"O GLUTÃO"
...A mulher achou estranho o leiteiro tocar a campainha pela segunda vez. Tinha a impressão que o leiteiro já havia passado por sua casa e fora atendido pelo marido, como sempre acontece de madrugada. Seguramente ouviu barulhos na sala. No entanto, antes que tocasse de novo e acordasse todo mundo, levantou-se. No trajeto entre o quarto e a porta da sala, pensava no marido; provavelmente ele adormecera no sofá, cansado, como costumeiramente faz, por isso não atendeu ao leiteiro.
Não acendeu a luz; caminhou na penumbra até a porta; não queria perturbar; achou estranho que a porta estivesse semiaberta.
Pegou os litros de leite que estavam na soleira da porta, retornou devagar para não esbarrar em algum objeto, derrubando-o e fazendo barulho.
Viu o marido dormindo, caído no sofá, largado, caído de lado. Quando ele dorme desse jeito fica com dor no corpo. Era melhor acordá-lo, para que fosse dormir na cama.
Aproximando-se percebeu que o marido estava todo ensanguentado no peito; chamou os vizinhos para socorrê-lo, e antes de ser removido constataram que já estava morto. O caso era para policia.
Os policiais chegaram e fizeram muitas perguntas; examinaram tudo e removeram o corpo para o IML.
Ficou constatado que seu marido falecera vítima de vários disparos de arma de fogo, mais ou menos no mesmo horário em que a campainha tocou. Os disparos foram feitos à queima-roupa e o agressor procurou atingi-lo na altura do peito e cabeça.
Como os tiros não foram ouvidos, concluíram que o matador utilizou silenciador ao executar a tarefa.
Após o enterro, acompanhando as investigações a mulher, que pouca sabia das atividades profissionais do marido, descobriu que ele era agiota e possuía vários desafetos.
Por outro lado o número de amigos era muito maior; a lembrança que ficara é de quando ele reunia os amigos no sitio da família, para fazer um carneiro assado, sua especialidade.
Ele cozinhava muito bem e comia muito. Era um verdadeiro glutão. Era os amigos marcarem um evento que ele se incumbia do cardápio; assumiu as tarefas com muito prazer; sua especialidade era carne de carneiro, e ele escolhia um pequeno, de no máximo 15 kg; limpava-o com um capricho cirúrgico; depois começava o preparo da vima d´alho, onde o bicho era deixado de um dia para o outro; recheava-o e levava-o para assar na churrasqueira ao ar livre. Utilizava-se de madeira perfumada como carvão e ia assando o animal lentamente; enquanto assava ia umedecendo-o com suco de laranja, uísque do bom e ervas.
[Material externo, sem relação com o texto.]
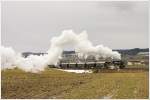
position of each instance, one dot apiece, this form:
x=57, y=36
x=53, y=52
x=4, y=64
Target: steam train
x=115, y=64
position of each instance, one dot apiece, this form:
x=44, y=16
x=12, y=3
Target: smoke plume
x=33, y=63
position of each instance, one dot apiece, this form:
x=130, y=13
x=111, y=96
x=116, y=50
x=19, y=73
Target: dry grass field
x=54, y=83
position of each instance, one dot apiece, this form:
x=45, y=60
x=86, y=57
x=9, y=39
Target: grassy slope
x=57, y=84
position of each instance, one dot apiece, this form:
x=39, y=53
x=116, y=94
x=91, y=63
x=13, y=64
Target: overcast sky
x=29, y=26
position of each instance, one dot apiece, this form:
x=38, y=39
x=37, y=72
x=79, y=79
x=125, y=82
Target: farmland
x=53, y=83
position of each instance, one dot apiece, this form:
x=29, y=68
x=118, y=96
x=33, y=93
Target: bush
x=95, y=70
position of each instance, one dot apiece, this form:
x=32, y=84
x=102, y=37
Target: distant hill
x=26, y=54
x=122, y=51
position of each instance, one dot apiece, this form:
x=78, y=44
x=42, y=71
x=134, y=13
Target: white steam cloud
x=33, y=63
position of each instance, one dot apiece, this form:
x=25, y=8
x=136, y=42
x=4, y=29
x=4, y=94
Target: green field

A degustação era um manjar dos Deuses; o perfume do assado o vento se incumbia de espalhar por léguas e léguas alcançando todos os vizinhos rurais.
Os inimigos conheciam todos os gostos e manias da vítima e inclusive que ele comia muito, assistia televisão até de madrugada e ficava com a porta da entrada da casa entreaberta à espera do leiteiro. O seu algoz aproveitou-se dessa rotina da vitima e possivelmente passando-se pelo leiteiro aproximou-se e a executou.
O crime até recentemente estava no esquecimento; e quando mais tempo passa menos prova existe. Até que policiais retornaram ao caso foram separando alguns suspeitos e devedores da vítima, que passaram a ser investigados; alguém se lembrou de chamar o guarda noturno da rua, se houvesse, para depoimento; qual foi a surpresa da informação de que existia e desde o fatídico dia desapareceu, abandonando o posto.
Concentrada a investigação em cima dessa pessoa descobriram que o mesmo encontrava-se morando no Norte do País; localizado foi preso e interrogado, confessando que fora contratado para matar a vitima.
O mandante do crime, no passado tinha sido arruinado comercialmente pela vítima que lhe cobrava juros extorsivos, e diante da situação em que se encontrava, em momento de desespero, não titubeou em mandar mata-lo.